Aanbeveling 5: Ondersteun de implementatie van het IJslandse preventiemodel.
De auteurs bevelen de Rijksoverheid aan om, bij een verdere implementatie van het IJslandse model in Nederland, een communicatieve, faciliterende en ondersteunende rol te beleggen bij een of meer Nederlandse, landelijke organisaties die beschikken over de juiste kennis en capaciteit. Deze ondersteuning zou aan de volgende aspecten moeten voldoen:
- Voor verdere implementatie is het van belang de kennis over het IJslandse model en de ervaringen van Nederlandse gemeenten helder te beschrijven, zodat nieuwe gemeenten de geleerde lessen kunnen meenemen in de implementatie. Een handreiking voor gemeenten, met een beschrijving van de noodzakelijke voorwaarden, en een implementatiestappenplan, ligt hierbij voor de hand.

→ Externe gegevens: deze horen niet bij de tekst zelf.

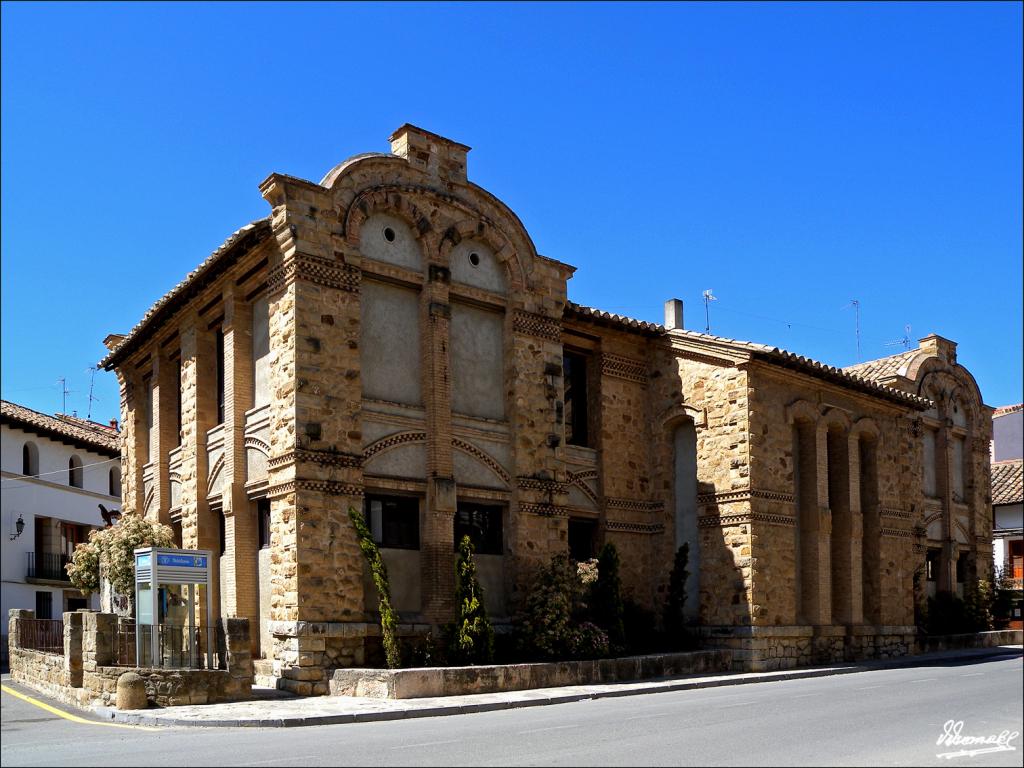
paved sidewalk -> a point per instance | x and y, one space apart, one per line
270 709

- De kennis en expertise kunnen het beste worden gedeeld middels trainingen, kennissessies en andere vormen van kennisbevordering. De gemeenten dienen hierbij op het juiste moment in het traject de juiste ondersteuning te ontvangen.
- Hierbij is ondersteuning op maat van belang die intensiever en pro-actiever is dan de ondersteuning tijdens het leertraject.
- Het is belangrijk dat kennis over relevante effectieve interventies door de kennisinstituten beter ontsloten wordt dan tijdens het leertraject het geval was.
- Uitwisseling tussen deelnemende gemeenten dient te worden gefaciliteerd.
- De GGD GHOR, RIVM en lokale GGD’en dienen begeleid te worden bij het integreren van de IJslandse kenmerken in de GGD GHOR-jeugdgezondheidsmonitor.
Click hier
voor de download van het eindrapport.
Click hier
voor de infographic.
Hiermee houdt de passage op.